The short answer would be hundrað.

Basically, the word hundred comes from Old English hundred, from Proto-West Germanic *hundarad, from Proto-Germanic *hundaradą (“hundred”); some forms are remodeled on Old Norse hundrað.

If 1+1=2 and 1*1=2, then what is 1/1?

The short answer is 1. 1 divided by 1 = 1.

Who was the 7th President of the United States, and how many children did he have?

Andrew Jackson was the 7th President of the United States.

Andrew and Rachel never had any biological children of their own, yet there were always children living at The Hermitage.
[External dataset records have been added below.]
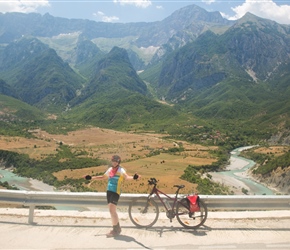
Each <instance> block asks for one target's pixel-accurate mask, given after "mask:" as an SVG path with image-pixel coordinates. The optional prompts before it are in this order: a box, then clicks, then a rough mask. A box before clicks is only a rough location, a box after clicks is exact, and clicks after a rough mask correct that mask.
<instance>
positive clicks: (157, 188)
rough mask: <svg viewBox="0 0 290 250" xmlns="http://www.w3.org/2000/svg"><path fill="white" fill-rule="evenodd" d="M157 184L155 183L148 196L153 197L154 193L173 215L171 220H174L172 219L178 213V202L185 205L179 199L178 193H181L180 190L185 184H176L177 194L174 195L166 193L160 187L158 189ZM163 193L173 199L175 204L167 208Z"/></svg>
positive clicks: (149, 197)
mask: <svg viewBox="0 0 290 250" xmlns="http://www.w3.org/2000/svg"><path fill="white" fill-rule="evenodd" d="M156 186H157V184H156V183H155V184H153V188H152V190H151V192H150V194H149V196H148V198H150V197H152V196H153V195H155V196H156V197H157V198H158V199H159V200H160V202H161V204H162V205H163V207H164V208H165V210H166V212H167V213H171V216H170V217H169V219H170V222H172V219H173V218H174V216H175V215H176V211H175V207H176V204H177V203H180V204H181V205H182V206H184V204H183V203H181V202H179V200H178V194H179V190H180V189H182V188H184V186H183V185H181V186H179V185H175V186H174V187H176V188H177V190H176V192H175V196H174V197H172V196H170V195H168V194H166V193H164V192H163V191H161V190H160V189H158V188H157V187H156ZM161 194H162V195H164V196H165V197H166V198H168V199H169V200H171V201H173V204H172V206H171V208H170V209H168V208H167V206H166V205H165V203H164V201H163V198H162V197H161Z"/></svg>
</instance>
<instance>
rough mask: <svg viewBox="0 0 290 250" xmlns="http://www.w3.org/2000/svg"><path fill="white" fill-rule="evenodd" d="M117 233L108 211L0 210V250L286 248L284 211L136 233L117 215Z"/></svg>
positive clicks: (286, 231) (262, 212)
mask: <svg viewBox="0 0 290 250" xmlns="http://www.w3.org/2000/svg"><path fill="white" fill-rule="evenodd" d="M120 224H121V226H122V234H121V235H120V236H119V237H116V238H106V235H105V234H106V233H107V232H108V231H110V230H111V226H110V225H111V222H110V218H109V214H108V212H93V211H84V212H78V211H58V210H57V211H48V210H35V215H34V224H33V225H30V224H28V209H11V208H10V209H9V208H1V209H0V249H7V250H8V249H9V250H10V249H19V250H20V249H21V250H23V249H43V250H48V249H50V250H68V249H70V250H82V249H86V250H91V249H128V250H134V249H156V250H163V249H223V250H224V249H273V250H274V249H275V250H277V249H278V250H282V249H283V250H286V249H287V250H289V249H290V211H268V212H266V211H264V212H209V217H208V219H207V221H206V223H205V226H203V227H201V228H200V229H197V230H187V229H183V228H182V227H181V226H180V225H179V224H178V222H177V220H176V219H174V220H173V222H172V223H170V221H169V220H168V219H165V218H164V217H162V218H161V219H160V220H158V222H157V224H156V225H155V226H153V227H152V228H151V229H147V230H146V229H137V228H136V227H135V226H134V225H133V224H132V223H131V222H130V220H129V218H128V215H127V213H120Z"/></svg>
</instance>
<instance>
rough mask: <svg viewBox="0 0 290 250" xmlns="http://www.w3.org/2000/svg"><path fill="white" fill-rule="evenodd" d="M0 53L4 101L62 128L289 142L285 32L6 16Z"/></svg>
mask: <svg viewBox="0 0 290 250" xmlns="http://www.w3.org/2000/svg"><path fill="white" fill-rule="evenodd" d="M0 43H1V47H0V79H2V80H3V82H2V83H1V84H2V89H1V91H2V93H4V94H5V95H10V96H13V97H15V98H18V99H19V100H21V101H24V102H26V103H28V104H30V105H32V106H34V107H37V108H40V109H41V110H43V111H45V112H47V111H49V112H51V113H55V114H58V115H59V116H62V117H63V118H64V119H67V120H68V121H76V122H79V123H81V122H85V123H86V124H93V125H99V126H104V127H110V128H114V127H116V128H121V127H122V128H124V127H131V126H133V127H134V126H139V125H140V124H142V125H140V126H141V127H142V128H145V127H147V128H149V127H150V128H151V129H154V128H153V125H152V124H155V125H156V127H158V129H160V130H162V128H163V129H164V128H165V127H166V126H167V125H166V123H167V124H168V123H170V125H171V127H175V129H176V131H177V130H180V131H177V132H176V133H177V134H178V132H180V133H181V128H183V129H184V130H183V131H182V133H183V132H185V131H186V133H188V137H191V134H192V133H194V131H193V130H194V128H195V126H193V125H192V124H193V122H192V121H193V120H194V119H198V120H200V119H203V121H206V122H208V123H210V124H211V125H212V126H214V127H218V128H219V129H224V130H226V131H227V132H229V131H230V133H234V134H235V135H238V136H239V138H240V137H243V138H246V137H249V136H254V137H256V138H259V139H261V140H266V139H269V138H273V136H274V135H275V134H277V133H278V131H279V132H281V131H283V134H285V136H286V137H287V136H288V134H289V133H288V130H289V124H290V117H289V110H290V103H289V76H290V70H289V65H290V59H289V58H290V56H289V55H290V51H289V50H290V49H289V48H290V26H289V25H281V24H278V23H276V22H273V21H270V20H267V19H263V18H260V17H257V16H255V15H253V14H251V13H247V14H246V15H245V16H244V17H242V18H241V19H239V20H237V21H235V22H233V21H228V20H226V19H224V18H222V16H221V15H220V13H218V12H207V11H205V10H204V9H202V8H199V7H197V6H195V5H190V6H187V7H184V8H182V9H180V10H178V11H176V12H174V13H173V14H172V15H171V16H169V17H167V18H165V19H164V20H162V21H159V22H152V23H128V24H121V23H116V24H113V23H100V22H93V21H89V20H78V19H65V18H55V17H53V16H51V15H49V14H45V15H43V16H42V15H39V14H19V13H6V14H0ZM161 103H162V104H161ZM137 124H138V125H137ZM145 124H146V125H145ZM149 124H151V125H149ZM180 124H183V125H182V126H181V125H180Z"/></svg>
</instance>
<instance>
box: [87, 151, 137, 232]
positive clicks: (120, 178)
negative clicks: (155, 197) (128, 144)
mask: <svg viewBox="0 0 290 250" xmlns="http://www.w3.org/2000/svg"><path fill="white" fill-rule="evenodd" d="M111 162H112V166H111V167H110V168H108V170H107V171H106V172H105V173H104V174H103V175H98V176H90V175H86V176H85V179H86V180H103V179H107V178H108V185H107V202H108V207H109V211H110V214H111V220H112V225H113V230H111V231H110V232H109V233H108V234H107V237H115V236H118V235H119V234H120V233H121V227H120V223H119V217H118V214H117V204H118V201H119V198H120V194H121V185H122V183H123V181H124V179H125V180H138V179H139V178H140V175H137V173H136V174H134V176H130V175H128V174H127V173H126V170H125V169H124V168H122V167H121V166H120V163H121V157H120V156H118V155H113V156H112V159H111Z"/></svg>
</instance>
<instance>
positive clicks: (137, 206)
mask: <svg viewBox="0 0 290 250" xmlns="http://www.w3.org/2000/svg"><path fill="white" fill-rule="evenodd" d="M129 217H130V220H131V221H132V223H133V224H134V225H135V226H136V227H152V226H153V225H154V224H155V223H156V221H157V220H158V217H159V208H158V205H157V203H156V202H155V201H154V200H153V199H151V198H148V197H138V198H136V199H134V200H133V201H132V202H131V204H130V205H129Z"/></svg>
When Rachel’s brother and sister-in-law gave birth to twin boys, the Jacksons adopted one of them as their own in 1809. Named Andrew Jackson Jr., he would grow up at The Hermitage but also remain close to his biological brother and parents, now his cousin, aunt and uncle. He went on to marry and have five children of his own.

Jackson also became the legal guardian to a number of other children, including a Native American orphan Jackson found in battle.

How many planets are in our solar system?

8. The eight planets are Mercury, Venus, Earth, Mars, Jupiter, Saturn, Uranus, and Neptune.